Große Träume und das Wesen der Zeit
Wir empfehlen: Die scharfsinnige Komödie "Wir sind die Neuen", den komplexen Essayfilm über Nabokov "Schmetterlingsjäger" und den meisterhaften japanischen Animationsfilm "Wie der Wind sich hebt".
Wir sind die Neuen
"Mensch Anne, dass du mal vorbeikommst."
Aber Anne kommt nicht einfach nur so vorbei.
"Johannes, ich habe einen ziemlich konkreten Anlass. Ich würde gerne wieder mit euch zusammenziehen."
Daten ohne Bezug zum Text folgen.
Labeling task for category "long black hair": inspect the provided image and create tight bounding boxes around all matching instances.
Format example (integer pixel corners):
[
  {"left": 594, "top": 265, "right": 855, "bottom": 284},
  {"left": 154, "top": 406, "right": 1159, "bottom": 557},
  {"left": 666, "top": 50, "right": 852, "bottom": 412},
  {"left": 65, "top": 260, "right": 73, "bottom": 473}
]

Euch – das sind die ehemaligen Freunde, die als Studenten zusammengelebt haben. Vor 35 Jahren. Jetzt sind alle um die 60, haben wenig Geld, sind alleine – und so ziehen drei von ihnen wieder zusammen. Direkt über eine heutige Studenten-WG. In der Komödie "Wir sind die Neuen" lässt Regisseur Ralf Westhoff die etwas angegrauten Lebensentwürfe der Alt-68er mit aller Wucht auf die Bachelor-gestresste Generation heutiger Studenten prallen.
Die Alt-68er leiden unter Alltagsarmut und Mietexplosion und ihre Konzepte von Politik, Protest und Pils sind nicht mehr wirklich avantgardistisch. Die Jungen hingegen sind spießige und überforderte Lernroboter. Der Film hätte leicht als Klamotte enden können, aber "Wir sind die Neuen" ist ein sehr scharfsinniges, kluges und überaus unterhaltsames Gesellschaftsporträt geworden.
Schmetterlingsjäger
"Schmetterlingsjäger", so heißt ein Essay über das Werk und Denken von Vladimir Nabokov. Ein filmisches Puzzlespiel aus Assoziationen, Gesprächen und Zitaten aus dem Roman "Ada oder das Verlangen" und der Autobiographie, gelesen von Nabokovs Sohn, Dimitri Nabokov, der den Film mit konzipiert hat.
Das Wesen von Zeit, das Nabokov beschäftigt hat, taucht immer wieder auf in "Schmetterlingsjäger“, und der Film bekommt eine selbstreflexive Ebene durch die Diskussion des französischen Philosophen Heinz Wisman und des deutschen Regisseurs Klaus Wiborny über die Frage, wie man am besten einen Film über Nabokov macht.
"Schmetterlingsjäger" gibt sich als komplexer Essayfilm, scheitert aber an seinen eigenen Ansprüchen. Die Gedanken Nabokovs sind interessant, aber der Film fügt dem nur wenig hinzu und wirkt stattdessen wirr und etwas selbstverliebt.
Wie der Wind sich hebt
Ein himmlischer Film, und nicht nur wegen des Titels: Mit "Wie der Wind sich hebt" feiert der Mitbegründer des japanischen Ghibli-Studios,Hayao Miyazaki, seinen Abschied vom Kino.
"Wie der Wind sich hebt" erzählt das Leben von Jiro Horikoshi, der schon als Kind vom Fliegen träumt. Weil seine Augen zu schlecht sind, wird er nicht Pilot, sondern Flugzeugkonstrukteur. Er entwickelt das Jagdflugzeug Mitsubishi A5M, den sogenannten "Zero Fighter", der erstmals im japanisch-chinesischen Krieg eingesetzt wurde.
Hayao Miyazaki erzählt aus der Perspektive des besessenen Ingenieurs mit seinen ideologischen Scheuklappen, ihm wurde dafür Verharmlosung vorgeworfen, dabei scheint die zerstörerische Kraft des Zweiten Weltkrieges ständig im Film durch.
Liebe, Leidenschaft, Abschied, Tod – alle großen Themen des Lebens stecken in "Wie der Wind sich hebt", diesem meisterhaft minimalistisch und zugleich hingebungsvoll detailreich animierten Werk.